MP28: Health Services Research: Practice Patterns, Quality of Life and Shared Decision Making III
MP28-13: Large Variations in Insurance Charges and Cash Fees for Common Urological Procedures
Saturday, May 14, 2022
1:00 PM – 2:15 PM
Location: Room 228
Cailey Guercio*, Danielle Sharbaugh, Daniel Pelzman, Emily Hacker, Levi Bowers, Ifunanya Anyaeche, Ashti Shah, Michael Stencel, Bruce Jacobs, Benjamin Davies, Pittsburgh, PA
Introduction: The federal government required hospitals to publish negotiated prices with insurers and cash prices for all services effective January 1, 2021. Compliance has been reportedly low (5.6%). We aimed to identify compliance to the mandate and variations in negotiated prices between insurers for common urological procedures.
Methods: Using institutional data, we identified the most common urological procedures performed in 2020 and 2021, which were cystourethroscopy, prostate biopsy, laparoscopic prostatectomy, transurethral resection of the prostate (TURP), and ureteroscopy with laser lithotripsy (URS/LL).
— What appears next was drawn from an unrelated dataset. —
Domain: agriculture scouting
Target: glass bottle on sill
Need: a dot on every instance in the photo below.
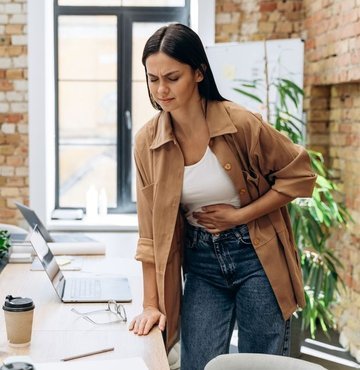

We queried the Turquoise Health Database using relevant CPT codes to identify cash fees and insurance charges for hospitals with accredited urological residency programs. We identified charges for Medicare, Medicaid, and each of the major private health insurances (Aetna, Blue Cross Blue Shield, Cigna, and United Healthcare). Using a Kruskal-Wallis test, we compared charges across each of the insurance types. Violin plots were used to demonstrate the variation between charges.
Results: Of the 161 residency-associated hospitals we investigated, only 59 (37%) had prices listed for at least one of the procedures. Wide variation exists for all investigated procedures, except radical prostatectomy. When prices were compared between Medicare, Medicaid, cash fees, and private health insurance, there was a statistically significant difference among the median price for cystourethroscopy (p-value < 0.001), prostate biopsy (p-value 0.008), TURP (p-value 0.019), and URS/LL (p-value 0.004). The median price for prostatectomy across insurances was not statistically significant, although a wide variation was apparent (Figure 1).
Conclusions: Price transparency compliance is higher than previously found, though still remains low in academic hospitals (37%). Wide variation exists between cash fees and hospital insurance charges for common urological procedures. Large variation in cost can have severe downstream effects on deductibles and contribute to the burdensome cost of healthcare for many underinsured and uninsured patients.